Do you really need to know how to ski to finish a winter adventure race in the Arctic? Not if you're from South Africa.

click to flip through (9) PHOTO BY LESLIE ANTHONY - Teams raced a total of 77 kilometres over two days.
  • Photo by Leslie Anthony
  • Teams raced a total of 77 kilometres over two days.

Daniel Poirier had a dream. It had grown out of a unique program run by his Orford, Quebec-based event organization, Endurance Adventure.

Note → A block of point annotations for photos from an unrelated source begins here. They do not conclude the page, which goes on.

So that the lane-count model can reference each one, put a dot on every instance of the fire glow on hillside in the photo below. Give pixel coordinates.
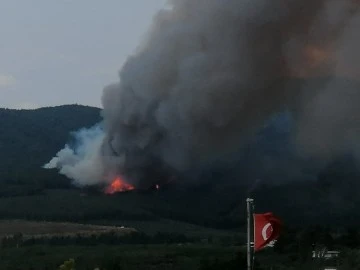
(118, 185)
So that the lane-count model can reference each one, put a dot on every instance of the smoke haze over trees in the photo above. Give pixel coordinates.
(210, 73)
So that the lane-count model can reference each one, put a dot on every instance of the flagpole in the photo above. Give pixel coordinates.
(250, 234)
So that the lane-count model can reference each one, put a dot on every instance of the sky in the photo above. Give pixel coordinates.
(55, 52)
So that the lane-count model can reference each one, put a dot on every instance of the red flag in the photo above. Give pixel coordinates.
(266, 229)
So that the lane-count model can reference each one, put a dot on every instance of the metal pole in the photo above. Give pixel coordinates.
(249, 204)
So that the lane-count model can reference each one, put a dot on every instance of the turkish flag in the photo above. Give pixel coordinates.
(266, 229)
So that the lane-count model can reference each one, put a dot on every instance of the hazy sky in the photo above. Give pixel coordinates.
(56, 52)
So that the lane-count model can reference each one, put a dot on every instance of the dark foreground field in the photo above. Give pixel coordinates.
(129, 257)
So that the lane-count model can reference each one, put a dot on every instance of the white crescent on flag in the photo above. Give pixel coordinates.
(264, 231)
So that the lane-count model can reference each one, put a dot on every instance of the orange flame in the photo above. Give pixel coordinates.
(118, 185)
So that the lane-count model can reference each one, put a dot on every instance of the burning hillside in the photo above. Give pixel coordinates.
(210, 72)
(118, 185)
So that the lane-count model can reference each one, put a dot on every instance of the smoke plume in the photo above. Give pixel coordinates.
(210, 72)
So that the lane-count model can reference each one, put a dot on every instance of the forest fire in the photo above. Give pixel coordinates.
(118, 185)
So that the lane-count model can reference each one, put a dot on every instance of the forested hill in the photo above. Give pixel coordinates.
(29, 138)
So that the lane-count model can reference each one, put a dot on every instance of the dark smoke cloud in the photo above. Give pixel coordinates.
(212, 71)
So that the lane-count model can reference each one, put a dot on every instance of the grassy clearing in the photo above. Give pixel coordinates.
(128, 256)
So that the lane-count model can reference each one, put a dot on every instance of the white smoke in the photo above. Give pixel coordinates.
(82, 162)
(210, 71)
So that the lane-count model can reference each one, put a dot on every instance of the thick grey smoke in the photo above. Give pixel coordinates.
(211, 71)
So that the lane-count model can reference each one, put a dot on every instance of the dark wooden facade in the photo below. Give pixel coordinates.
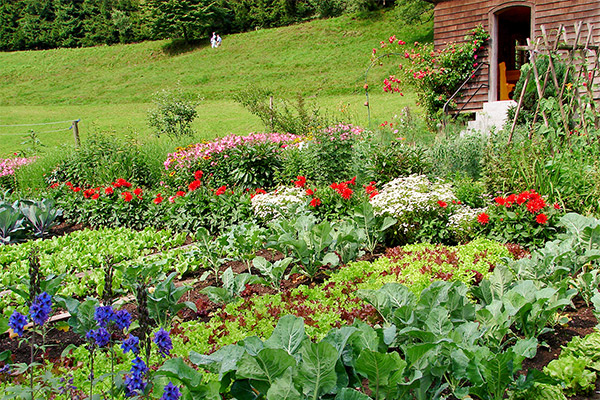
(508, 23)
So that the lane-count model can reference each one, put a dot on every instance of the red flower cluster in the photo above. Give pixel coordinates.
(121, 183)
(483, 218)
(343, 188)
(258, 191)
(388, 87)
(300, 182)
(371, 190)
(532, 200)
(220, 190)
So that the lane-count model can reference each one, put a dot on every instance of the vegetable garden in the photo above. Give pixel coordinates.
(343, 263)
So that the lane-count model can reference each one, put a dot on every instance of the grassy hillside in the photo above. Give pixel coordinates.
(109, 88)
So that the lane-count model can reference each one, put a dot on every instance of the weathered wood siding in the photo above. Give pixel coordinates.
(453, 19)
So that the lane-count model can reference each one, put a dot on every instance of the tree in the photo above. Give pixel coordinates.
(187, 19)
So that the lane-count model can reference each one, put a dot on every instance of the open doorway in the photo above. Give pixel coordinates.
(512, 27)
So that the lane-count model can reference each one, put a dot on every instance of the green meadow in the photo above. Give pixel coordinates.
(109, 88)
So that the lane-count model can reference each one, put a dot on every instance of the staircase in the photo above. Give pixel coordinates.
(493, 116)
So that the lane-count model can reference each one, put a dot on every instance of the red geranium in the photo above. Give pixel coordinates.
(127, 196)
(483, 218)
(300, 181)
(194, 185)
(221, 190)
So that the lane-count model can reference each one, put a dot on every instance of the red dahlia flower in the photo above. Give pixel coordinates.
(221, 190)
(127, 196)
(300, 182)
(194, 185)
(483, 218)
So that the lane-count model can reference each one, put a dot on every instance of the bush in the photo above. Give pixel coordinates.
(458, 155)
(280, 115)
(103, 159)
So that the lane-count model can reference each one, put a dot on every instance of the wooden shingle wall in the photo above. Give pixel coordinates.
(453, 19)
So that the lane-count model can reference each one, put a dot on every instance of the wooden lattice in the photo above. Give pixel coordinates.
(581, 57)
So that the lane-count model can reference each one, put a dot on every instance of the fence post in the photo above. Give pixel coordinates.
(75, 128)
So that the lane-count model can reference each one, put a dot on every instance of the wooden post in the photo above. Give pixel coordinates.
(75, 128)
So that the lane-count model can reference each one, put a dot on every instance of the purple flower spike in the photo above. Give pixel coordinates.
(41, 308)
(17, 322)
(171, 392)
(163, 342)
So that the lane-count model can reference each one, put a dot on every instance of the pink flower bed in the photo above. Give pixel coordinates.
(184, 158)
(8, 166)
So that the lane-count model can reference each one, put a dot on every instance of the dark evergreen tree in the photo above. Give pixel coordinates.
(187, 19)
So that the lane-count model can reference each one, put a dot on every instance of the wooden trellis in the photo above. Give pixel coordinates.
(583, 68)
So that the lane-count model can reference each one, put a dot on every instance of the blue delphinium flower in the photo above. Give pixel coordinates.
(17, 322)
(163, 341)
(41, 308)
(104, 315)
(131, 344)
(171, 392)
(122, 319)
(134, 382)
(100, 336)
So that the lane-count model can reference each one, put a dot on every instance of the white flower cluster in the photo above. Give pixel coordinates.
(404, 197)
(281, 202)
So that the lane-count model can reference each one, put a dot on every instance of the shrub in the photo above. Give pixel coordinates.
(173, 113)
(250, 161)
(103, 159)
(458, 155)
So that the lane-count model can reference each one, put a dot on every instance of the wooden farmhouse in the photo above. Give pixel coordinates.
(510, 24)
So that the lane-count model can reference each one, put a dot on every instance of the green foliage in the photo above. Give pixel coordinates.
(233, 286)
(104, 159)
(173, 113)
(272, 272)
(458, 155)
(573, 374)
(279, 115)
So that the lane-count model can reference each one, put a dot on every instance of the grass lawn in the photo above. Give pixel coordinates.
(110, 87)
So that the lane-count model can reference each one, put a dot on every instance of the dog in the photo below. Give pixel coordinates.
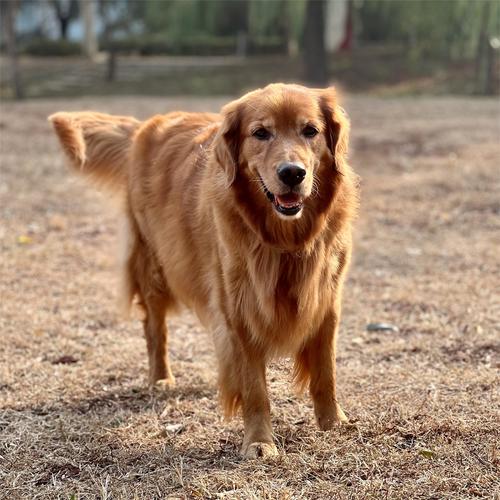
(245, 217)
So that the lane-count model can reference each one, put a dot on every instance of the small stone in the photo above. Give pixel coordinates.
(381, 327)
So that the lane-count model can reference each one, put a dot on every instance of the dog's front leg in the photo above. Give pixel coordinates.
(242, 380)
(317, 361)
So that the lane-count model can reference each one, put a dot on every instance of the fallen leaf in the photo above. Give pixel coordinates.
(24, 239)
(426, 453)
(174, 428)
(65, 360)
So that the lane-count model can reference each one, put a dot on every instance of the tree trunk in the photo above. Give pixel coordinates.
(10, 30)
(314, 43)
(482, 49)
(63, 27)
(90, 45)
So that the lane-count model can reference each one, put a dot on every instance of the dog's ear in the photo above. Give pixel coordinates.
(227, 142)
(337, 125)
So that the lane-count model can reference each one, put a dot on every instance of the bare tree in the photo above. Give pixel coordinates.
(90, 45)
(314, 43)
(9, 19)
(66, 11)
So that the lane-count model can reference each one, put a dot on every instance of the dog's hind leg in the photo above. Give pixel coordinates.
(144, 279)
(156, 332)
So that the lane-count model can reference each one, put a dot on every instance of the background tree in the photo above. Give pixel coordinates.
(9, 12)
(66, 11)
(314, 43)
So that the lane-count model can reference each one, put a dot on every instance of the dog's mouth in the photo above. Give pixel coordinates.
(287, 204)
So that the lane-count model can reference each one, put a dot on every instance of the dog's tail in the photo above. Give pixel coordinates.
(98, 145)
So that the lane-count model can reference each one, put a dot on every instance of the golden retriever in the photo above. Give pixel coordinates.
(244, 217)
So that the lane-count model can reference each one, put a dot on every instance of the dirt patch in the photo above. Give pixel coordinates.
(77, 421)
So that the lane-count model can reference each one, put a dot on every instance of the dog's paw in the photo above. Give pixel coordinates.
(328, 419)
(259, 450)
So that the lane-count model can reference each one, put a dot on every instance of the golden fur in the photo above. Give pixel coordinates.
(204, 235)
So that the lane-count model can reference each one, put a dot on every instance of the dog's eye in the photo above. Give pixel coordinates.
(309, 131)
(262, 134)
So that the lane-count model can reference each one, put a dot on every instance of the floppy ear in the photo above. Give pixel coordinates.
(227, 142)
(337, 126)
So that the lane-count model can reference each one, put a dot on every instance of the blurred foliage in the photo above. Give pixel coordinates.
(46, 47)
(439, 28)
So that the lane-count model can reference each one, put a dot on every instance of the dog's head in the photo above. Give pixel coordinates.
(282, 149)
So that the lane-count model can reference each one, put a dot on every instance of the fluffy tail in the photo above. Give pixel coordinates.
(98, 145)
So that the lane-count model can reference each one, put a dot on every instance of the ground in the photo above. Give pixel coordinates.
(77, 419)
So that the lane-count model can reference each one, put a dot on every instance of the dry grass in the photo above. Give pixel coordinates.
(77, 421)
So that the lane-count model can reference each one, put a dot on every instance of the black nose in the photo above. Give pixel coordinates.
(291, 174)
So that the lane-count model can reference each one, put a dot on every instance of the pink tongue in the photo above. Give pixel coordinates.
(288, 200)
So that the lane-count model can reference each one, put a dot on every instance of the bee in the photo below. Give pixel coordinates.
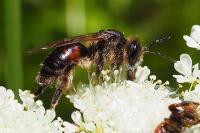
(183, 115)
(104, 46)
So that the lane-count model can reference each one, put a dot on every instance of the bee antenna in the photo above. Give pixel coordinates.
(158, 41)
(166, 57)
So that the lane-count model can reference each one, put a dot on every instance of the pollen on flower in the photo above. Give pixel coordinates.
(123, 106)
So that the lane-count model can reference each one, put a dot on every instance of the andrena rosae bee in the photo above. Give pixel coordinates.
(105, 46)
(183, 115)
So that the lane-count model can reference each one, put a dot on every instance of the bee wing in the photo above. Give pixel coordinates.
(92, 37)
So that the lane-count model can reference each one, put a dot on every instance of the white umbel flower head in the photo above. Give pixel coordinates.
(28, 117)
(193, 40)
(184, 66)
(122, 107)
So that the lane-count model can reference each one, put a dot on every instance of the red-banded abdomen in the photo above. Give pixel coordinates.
(61, 58)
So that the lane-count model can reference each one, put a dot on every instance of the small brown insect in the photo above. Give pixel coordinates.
(183, 115)
(105, 46)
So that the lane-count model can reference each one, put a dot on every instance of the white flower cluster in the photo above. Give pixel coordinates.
(122, 107)
(28, 117)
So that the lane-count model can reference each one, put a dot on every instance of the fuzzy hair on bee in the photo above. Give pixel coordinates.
(100, 48)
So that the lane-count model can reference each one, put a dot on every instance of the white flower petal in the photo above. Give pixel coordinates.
(90, 127)
(191, 42)
(180, 78)
(70, 128)
(195, 33)
(76, 117)
(142, 74)
(19, 118)
(184, 66)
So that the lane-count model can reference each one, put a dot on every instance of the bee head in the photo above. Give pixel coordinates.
(134, 50)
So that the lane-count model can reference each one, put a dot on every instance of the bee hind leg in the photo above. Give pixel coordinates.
(63, 85)
(39, 91)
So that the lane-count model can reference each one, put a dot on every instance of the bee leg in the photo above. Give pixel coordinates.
(41, 89)
(44, 83)
(63, 84)
(99, 64)
(99, 61)
(118, 58)
(131, 73)
(56, 97)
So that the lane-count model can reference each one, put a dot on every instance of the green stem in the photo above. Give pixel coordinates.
(12, 13)
(76, 17)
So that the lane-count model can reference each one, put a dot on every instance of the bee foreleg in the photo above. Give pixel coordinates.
(118, 53)
(131, 73)
(39, 91)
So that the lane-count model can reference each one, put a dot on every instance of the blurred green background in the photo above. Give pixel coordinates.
(26, 24)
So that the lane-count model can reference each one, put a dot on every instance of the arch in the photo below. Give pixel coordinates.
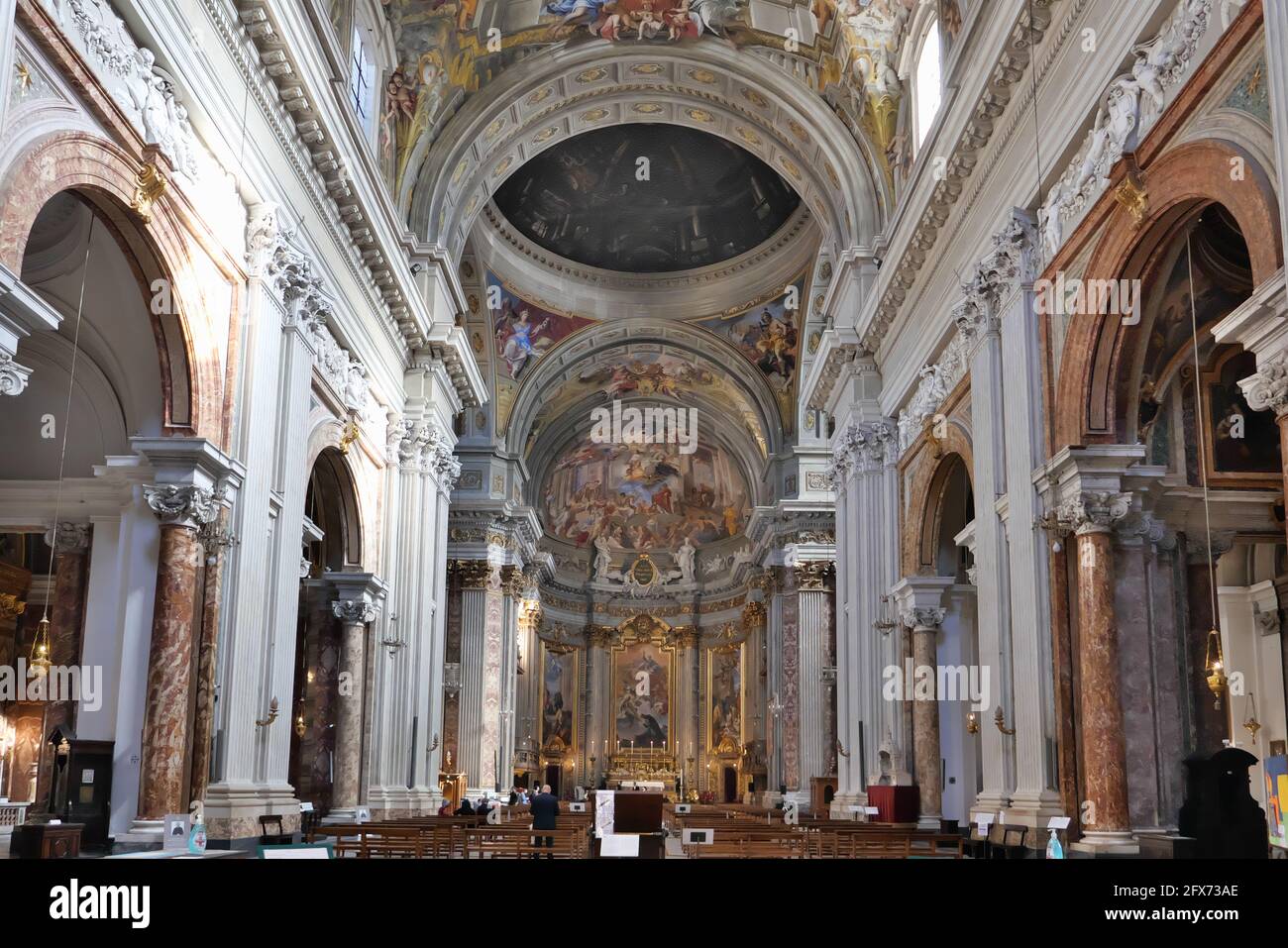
(333, 505)
(559, 93)
(951, 476)
(189, 347)
(932, 464)
(1089, 391)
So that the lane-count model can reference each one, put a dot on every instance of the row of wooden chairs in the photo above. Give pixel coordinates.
(456, 837)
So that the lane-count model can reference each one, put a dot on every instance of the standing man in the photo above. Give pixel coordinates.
(545, 815)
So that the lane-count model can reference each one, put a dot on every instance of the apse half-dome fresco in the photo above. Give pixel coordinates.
(618, 373)
(644, 496)
(647, 198)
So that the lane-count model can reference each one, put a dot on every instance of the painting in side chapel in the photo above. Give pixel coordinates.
(642, 695)
(559, 681)
(726, 700)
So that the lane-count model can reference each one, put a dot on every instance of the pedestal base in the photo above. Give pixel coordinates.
(1033, 813)
(1107, 844)
(233, 810)
(842, 802)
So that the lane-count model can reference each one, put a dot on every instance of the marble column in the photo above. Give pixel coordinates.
(442, 473)
(601, 730)
(688, 716)
(921, 612)
(980, 325)
(483, 614)
(181, 509)
(356, 607)
(814, 610)
(754, 686)
(1034, 798)
(65, 617)
(257, 665)
(1211, 719)
(207, 643)
(867, 558)
(1106, 817)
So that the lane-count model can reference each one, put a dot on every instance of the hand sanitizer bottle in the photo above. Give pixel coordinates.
(1054, 849)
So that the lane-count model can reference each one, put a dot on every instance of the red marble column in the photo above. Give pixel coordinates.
(1104, 756)
(204, 719)
(165, 719)
(65, 617)
(925, 623)
(355, 614)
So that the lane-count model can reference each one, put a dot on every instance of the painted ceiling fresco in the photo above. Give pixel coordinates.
(619, 375)
(450, 50)
(643, 497)
(696, 200)
(768, 334)
(522, 333)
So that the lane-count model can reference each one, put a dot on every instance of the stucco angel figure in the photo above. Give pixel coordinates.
(686, 557)
(603, 559)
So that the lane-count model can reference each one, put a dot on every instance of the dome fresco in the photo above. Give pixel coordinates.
(647, 198)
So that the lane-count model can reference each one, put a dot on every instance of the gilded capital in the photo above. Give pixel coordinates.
(811, 575)
(355, 610)
(472, 574)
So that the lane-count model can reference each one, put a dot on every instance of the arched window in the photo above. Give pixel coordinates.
(362, 78)
(926, 84)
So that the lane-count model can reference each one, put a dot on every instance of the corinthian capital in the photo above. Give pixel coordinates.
(184, 505)
(69, 537)
(291, 274)
(262, 236)
(355, 610)
(921, 617)
(1094, 511)
(1267, 389)
(13, 377)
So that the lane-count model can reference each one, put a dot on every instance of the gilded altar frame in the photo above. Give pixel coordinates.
(553, 750)
(651, 630)
(724, 754)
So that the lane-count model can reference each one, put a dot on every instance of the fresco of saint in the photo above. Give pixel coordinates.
(644, 496)
(643, 697)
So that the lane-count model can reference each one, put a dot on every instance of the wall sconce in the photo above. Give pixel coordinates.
(39, 660)
(1252, 725)
(271, 715)
(1215, 668)
(1000, 720)
(348, 436)
(887, 620)
(393, 643)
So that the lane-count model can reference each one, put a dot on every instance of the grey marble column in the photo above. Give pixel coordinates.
(921, 612)
(814, 609)
(356, 608)
(978, 321)
(1035, 797)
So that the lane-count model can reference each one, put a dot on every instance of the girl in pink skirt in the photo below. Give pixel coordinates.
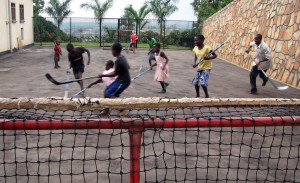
(162, 70)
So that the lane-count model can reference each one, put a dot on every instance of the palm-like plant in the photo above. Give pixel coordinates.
(98, 8)
(161, 9)
(139, 15)
(59, 11)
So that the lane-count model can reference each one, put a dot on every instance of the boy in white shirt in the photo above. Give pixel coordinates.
(109, 68)
(263, 59)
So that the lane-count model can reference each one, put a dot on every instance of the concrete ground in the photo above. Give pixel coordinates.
(23, 75)
(255, 154)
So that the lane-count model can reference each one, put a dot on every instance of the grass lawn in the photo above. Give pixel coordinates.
(93, 44)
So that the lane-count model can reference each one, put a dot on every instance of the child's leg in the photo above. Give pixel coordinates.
(197, 91)
(205, 91)
(55, 61)
(78, 76)
(58, 59)
(162, 83)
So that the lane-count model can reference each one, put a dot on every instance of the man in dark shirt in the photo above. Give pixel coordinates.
(76, 61)
(122, 71)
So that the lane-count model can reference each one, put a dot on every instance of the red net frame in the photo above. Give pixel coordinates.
(136, 126)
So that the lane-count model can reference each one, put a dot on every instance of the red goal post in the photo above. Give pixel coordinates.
(226, 117)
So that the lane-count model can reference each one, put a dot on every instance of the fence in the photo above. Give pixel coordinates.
(160, 140)
(96, 32)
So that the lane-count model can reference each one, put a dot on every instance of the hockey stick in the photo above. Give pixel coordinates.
(78, 93)
(50, 37)
(51, 79)
(273, 84)
(143, 63)
(67, 85)
(141, 74)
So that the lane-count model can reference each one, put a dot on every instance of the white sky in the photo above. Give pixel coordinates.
(185, 10)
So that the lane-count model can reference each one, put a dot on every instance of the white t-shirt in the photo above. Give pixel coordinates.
(108, 80)
(261, 52)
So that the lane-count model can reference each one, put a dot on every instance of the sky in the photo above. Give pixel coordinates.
(185, 10)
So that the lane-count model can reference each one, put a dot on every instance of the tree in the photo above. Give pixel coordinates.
(206, 8)
(38, 6)
(59, 11)
(161, 9)
(139, 15)
(98, 8)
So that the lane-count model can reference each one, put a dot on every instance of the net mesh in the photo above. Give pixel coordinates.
(263, 152)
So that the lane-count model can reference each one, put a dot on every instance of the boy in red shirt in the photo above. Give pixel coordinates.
(57, 53)
(133, 39)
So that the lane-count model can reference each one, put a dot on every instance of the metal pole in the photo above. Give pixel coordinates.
(135, 138)
(118, 30)
(136, 29)
(70, 30)
(40, 30)
(9, 19)
(164, 22)
(100, 25)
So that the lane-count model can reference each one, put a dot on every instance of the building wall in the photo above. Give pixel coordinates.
(277, 20)
(16, 27)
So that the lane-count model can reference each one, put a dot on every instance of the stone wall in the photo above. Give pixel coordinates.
(277, 20)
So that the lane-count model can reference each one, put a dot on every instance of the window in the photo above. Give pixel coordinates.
(13, 12)
(22, 34)
(22, 13)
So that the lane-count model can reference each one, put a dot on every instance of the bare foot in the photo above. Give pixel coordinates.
(124, 112)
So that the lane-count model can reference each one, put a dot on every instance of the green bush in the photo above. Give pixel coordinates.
(41, 26)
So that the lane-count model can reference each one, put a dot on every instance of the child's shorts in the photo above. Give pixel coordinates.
(132, 45)
(115, 89)
(201, 78)
(151, 56)
(77, 69)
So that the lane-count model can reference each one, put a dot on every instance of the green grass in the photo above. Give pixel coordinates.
(93, 44)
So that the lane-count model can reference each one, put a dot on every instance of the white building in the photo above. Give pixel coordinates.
(16, 24)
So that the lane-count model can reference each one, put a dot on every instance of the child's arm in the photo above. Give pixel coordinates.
(162, 54)
(94, 83)
(195, 61)
(155, 64)
(111, 74)
(214, 55)
(89, 55)
(248, 49)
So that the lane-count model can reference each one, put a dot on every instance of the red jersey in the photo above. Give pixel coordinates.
(133, 38)
(57, 50)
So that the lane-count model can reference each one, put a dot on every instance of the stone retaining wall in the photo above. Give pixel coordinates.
(277, 20)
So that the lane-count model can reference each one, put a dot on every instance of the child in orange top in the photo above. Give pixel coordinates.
(133, 39)
(162, 70)
(57, 53)
(201, 51)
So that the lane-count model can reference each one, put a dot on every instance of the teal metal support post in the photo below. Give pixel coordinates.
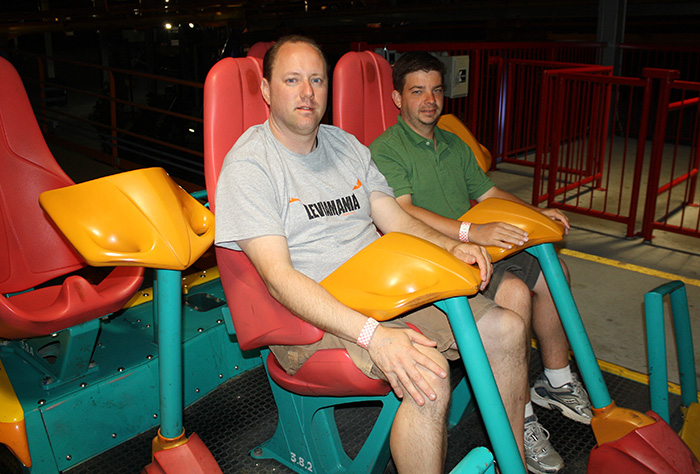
(169, 329)
(573, 326)
(656, 346)
(483, 384)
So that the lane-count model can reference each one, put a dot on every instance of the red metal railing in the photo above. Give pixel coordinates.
(486, 110)
(591, 148)
(674, 205)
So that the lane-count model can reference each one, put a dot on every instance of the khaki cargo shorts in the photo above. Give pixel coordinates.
(432, 322)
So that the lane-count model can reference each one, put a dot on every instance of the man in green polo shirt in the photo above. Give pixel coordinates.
(435, 176)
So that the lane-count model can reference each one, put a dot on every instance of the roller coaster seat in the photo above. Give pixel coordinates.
(367, 112)
(32, 251)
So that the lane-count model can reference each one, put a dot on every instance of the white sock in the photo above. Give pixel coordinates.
(528, 410)
(558, 377)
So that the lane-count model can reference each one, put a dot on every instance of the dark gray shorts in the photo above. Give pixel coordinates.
(523, 265)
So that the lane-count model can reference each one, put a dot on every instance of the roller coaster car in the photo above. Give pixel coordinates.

In 2009, the EA team and a platoon of talented volunteers began leading adventure-sport clinics for youth in the rough-and-tumble towns of Nunavik, the region ringing Ungava Bay in Quebec's far north. It hadn't been an easy sell, the indigenous Inuit being rightly suspicious of ideas parachuted in by southerners. In addition, northern peoples' timetables follow rhythms of the land, so participation was halting if, for instance, a caribou herd was sighted on the edge of town. But Daniel believed strongly in connecting kids to the land through outdoor activity, a path to improved community health that could help break the cycle of dependence and despondence that plagued northern outposts. To cap each week-long clinic, EA staged a short adventure race for the kids (passing caribou notwithstanding). Why not, Daniel thought, stage a real multi-day race somewhere in Nunavik and invite top pros from the international adventure-racing ranks? A rugged and unforgiving land was just what racers sought. Its wild beauty and outdoor possibility were something to give nascent tourism in the region a boost, and any media coverage would serve to deliver welcome good news from a place where most bulletins concerned unemployment, substance abuse or suicide. Holding the race at the end of March when the sun was high but the Arctic winter still in full swing would be catnip for the hardest of the hardcore.

As dreams went this one was considerable. But somehow, the kinetic 40-year-old and his equally energetic crew had made the Nunavik Adventure Challenge International a reality. Now all they needed were racers.

They came to Kangiqsualujjuaq (you can call it George River) from Canada, the U.S., France, Italy, and, oddly, South Africa. An elite corps of adventure-racing rock stars willing to test their eclectic titles on snowshoeing, running and skiing in the Arctic. Then again, for a group whose collective résumé included hammerhead exotica like the Abu Dhabi Adventure Challenge, Transmarocaine, Campeonato Mexicano Deporte Extremo, Alaska Iditabike, Raid Manicouagan, Huairasinchi Ecuador and Trofeo Schiaffino Italy, maybe not so crazy after all.

Though no one was truly sure what they were getting into, they all knew this much: each two-person team was required to carry a SPOT locator-beacon, satellite phone, GPS, emergency tent and sleeping bag at all times; this being the Arctic, things wouldn't go exactly as planned; and in any event they should expect to be c-o-l-d. During a long day hopscotching north from Montreal to Baie Comeau to Schefferville and on to Nunavik (a word they were repeatedly urged not to conflate with the nearby Territory of Nunavat), most stared out the windows of the chartered turboprop, tracing meteorite craters, frozen lakes and the substantial clawmarks left by Pleistocene glaciers — which perhaps spoke most eloquently to the coming days.